Companies operate mostly on “momentum,” he says, plus dedication of the rank and file. Vanguard has thrived on the low-cost momentum he imparted 40 years ago. But Mr. Bogle points out that he pursued the idea only after authoring a disastrous merger that nearly brought down Vanguard’s predecessor company. “My incentive in starting Vanguard, I’m very blunt about this, it was my means of preserving my career. That’s a very selfish thing.”
But he’s also equally realistic on the bad merger decision, which involved bringing in some go-go managers from Boston to run the then-illustrious but dowdy Wellington Fund during the 1960s stock boom. “The reality of life is, if you have a bagel shop and everybody is pouring into the doughnut shop across the street, if you want to stay in business, you start selling doughnuts. So I did.”
Wall Street continues to live partly off doughnuts, of course. Hence the outcry against indexing from Mr. Ackman and Sanford Bernstein. One complaint is that passive, index-style investing distorts stock prices and the allocation of capital across the economy.
Mr. Bogle laughs this off. Suppose half of all investor money went into index funds—today it’s less than a quarter—it would mean only that half the money theoretically available for trading would not be trading. So what?

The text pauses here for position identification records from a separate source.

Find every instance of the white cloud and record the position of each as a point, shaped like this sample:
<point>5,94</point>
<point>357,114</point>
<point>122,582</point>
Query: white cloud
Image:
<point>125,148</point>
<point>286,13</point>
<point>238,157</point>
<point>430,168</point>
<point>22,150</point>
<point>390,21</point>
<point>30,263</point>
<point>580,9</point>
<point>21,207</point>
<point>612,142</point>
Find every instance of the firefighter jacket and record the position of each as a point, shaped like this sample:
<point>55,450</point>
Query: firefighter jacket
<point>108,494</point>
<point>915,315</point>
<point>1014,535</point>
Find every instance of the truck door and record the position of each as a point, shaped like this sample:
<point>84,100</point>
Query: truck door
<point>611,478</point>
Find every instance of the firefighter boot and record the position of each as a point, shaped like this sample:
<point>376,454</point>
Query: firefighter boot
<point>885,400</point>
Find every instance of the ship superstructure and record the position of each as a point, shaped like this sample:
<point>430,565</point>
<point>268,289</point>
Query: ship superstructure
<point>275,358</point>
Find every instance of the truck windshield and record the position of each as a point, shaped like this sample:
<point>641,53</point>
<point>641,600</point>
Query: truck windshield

Prices would still be made, second-by-second, by active investors chasing the latest bit of information or analysis, as accurately or inaccurately as ever.
Yes, says Mr. Bogle, an absurdity would be a market that consisted 100% of indexing. “It would be chaos. There would be no current valuations.” But it would never happen, not least because smart big-money investors—and Mr. Bogle believes there are some; he names Cliff Asness of AQR Capital Management—would quickly pounce on any opportunity created by mispricing of valuable securities.
Nonetheless, the growth of indexing is obviously unwelcome writing on the wall for Wall Street professionals and Vanguard’s profit-making competitors like Fidelity, which have never been able to give heart and soul to low-churn indexing because indexing doesn’t generate large fees for executives and shareholders of management companies.
“The active management business will still be around but it will shrink,” Mr. Bogle predicts. “In five years, Fidelity will be sold.” He adds: “I could characterize [the potential buyer] but I don’t think that would be good for my public image.”
From our earlier conversation, it’s clear he means what he calls the financial buccaneer type, an entrepreneur more interested in milking what’s left of the active-management-fee gravy train than in providing low-cost competition for Vanguard—which means Vanguard’s best days as guardian of America’s nest egg may still lie ahead.